The Hoffman Company, ranked No. 13, reported a value of $1.2 billion for last year’s leases and sales, a 36% leap from 2023.

“The land market was very strong in 2024 with homebuilders and land developers leading the way,” Dallape said.

Three ­­brokerages reported double-digit increases in transaction value in 2024 and 10 saw transaction declines, including seven in double-digits.

The biggest drop: Voit Real Estate Services, ranked No. 8, decreased to $1.8 billion last year, a 26% decline driven by higher interest rates.

“Our sales and leasing activity decrease was primarily due to the effects of the interest rates on land sales,” Chief Executive Eric Hinkelman said. “Many of the brokers that concentrated on land sales have expanded their focus to include building sales and leasing activity.”

The number of brokers in Orange County grew 4.1% to 903 as of March and the 18 local companies grew their collective OC headcount 1.8% to 1,667.

The number of OC brokers at Seattle-based brokerage Kidder Mathews fell 13% to 34 and the company counts about 20 OC employees in total.

“We’re looking for more people to come join us,” Chief Operating Officer Eric Paulsen said. “We’ve got folks in every discipline, industrial, office, retail. Having that diversification has helped us.”

With an office in Irvine that opened eight years ago, Kidder Mathews reported $482 million in transaction value of leases and sales for 2024 – up 21%.

“As you see transactions happening, you also have a lot of wealth in Orange County that’s investing in real estate and comfortable investing in real estate,” Paulsen added.

Picking Up Steam

The “OC real estate outlook is positive with several sectors picking up steam with big significant increases in office leasing, date centers and capital market sales,” Kurt Strasmann, executive managing director at CBRE Group Inc., ranked No. 1, said.

The brokerage reported $8.6 billion in value of 2024 transactions, increasing 13% compared to the year before. It recorded 1,475 leases and 247 sales last year, up 2.1% and 4.2%, respectively.

“CBRE continues to reinvest capital into technology, business infrastructure and diversified platform resources to stay in front of the market and take advantage of growing sectors,” Strasmann said.

The No. 18 ranked Avison Young fell 8.8% with $261 million in transaction value last year. Principal and Director of Brokerage Services, OC Keith Kropfl pointed to the office market’s resilience in the face of economic headwinds, adding that “the region’s growing residential appeal has reinforced office demand,” and the industrial sector has a strategic location near Los Angeles and the Inland Empire.

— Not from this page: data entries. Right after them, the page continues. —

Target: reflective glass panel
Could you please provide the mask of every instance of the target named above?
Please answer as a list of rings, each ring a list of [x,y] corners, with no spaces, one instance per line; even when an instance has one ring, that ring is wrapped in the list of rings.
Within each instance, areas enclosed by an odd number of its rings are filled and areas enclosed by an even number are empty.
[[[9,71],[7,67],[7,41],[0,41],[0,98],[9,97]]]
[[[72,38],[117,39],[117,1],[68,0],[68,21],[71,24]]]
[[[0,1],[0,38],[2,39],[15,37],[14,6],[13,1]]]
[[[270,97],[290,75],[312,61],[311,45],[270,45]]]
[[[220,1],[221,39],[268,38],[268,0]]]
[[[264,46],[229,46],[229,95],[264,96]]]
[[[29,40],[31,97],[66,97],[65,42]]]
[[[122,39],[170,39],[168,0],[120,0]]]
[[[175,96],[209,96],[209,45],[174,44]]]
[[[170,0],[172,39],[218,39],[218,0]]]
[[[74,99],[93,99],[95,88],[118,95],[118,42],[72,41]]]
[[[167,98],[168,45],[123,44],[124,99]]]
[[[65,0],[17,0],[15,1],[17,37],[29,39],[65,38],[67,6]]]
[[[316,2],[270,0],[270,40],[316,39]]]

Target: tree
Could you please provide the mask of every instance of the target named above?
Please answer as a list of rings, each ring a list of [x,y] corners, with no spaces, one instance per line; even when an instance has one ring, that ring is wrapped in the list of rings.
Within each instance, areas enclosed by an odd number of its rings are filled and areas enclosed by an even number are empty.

“Orange County’s commercial real estate market remains a stronghold of stability and growth, outperforming many urban centers like downtown Los Angeles,” Kropfl said. “With a combination of suburban appeal, high office utilization rates and strong industrial fundamentals, the region continues to attract occupiers and investors seeking long-term opportunities.”

Hoffman’s Dallape added: “We are always looking at what uses are obsolete and changes in the market trends to create new opportunities. Many of the sites we are working on today had a different business plan 24-36 months ago.”

For Kidder Mathews, stability is important no matter the interest rates.

“What we’re seeing is more commitment from the market to do longer-term transactions,” COO Paulsen said. “I just need to know that’s where they’re going to be for the next three, five, seven, 10 years, because then I know the rules of the game, and I can play.”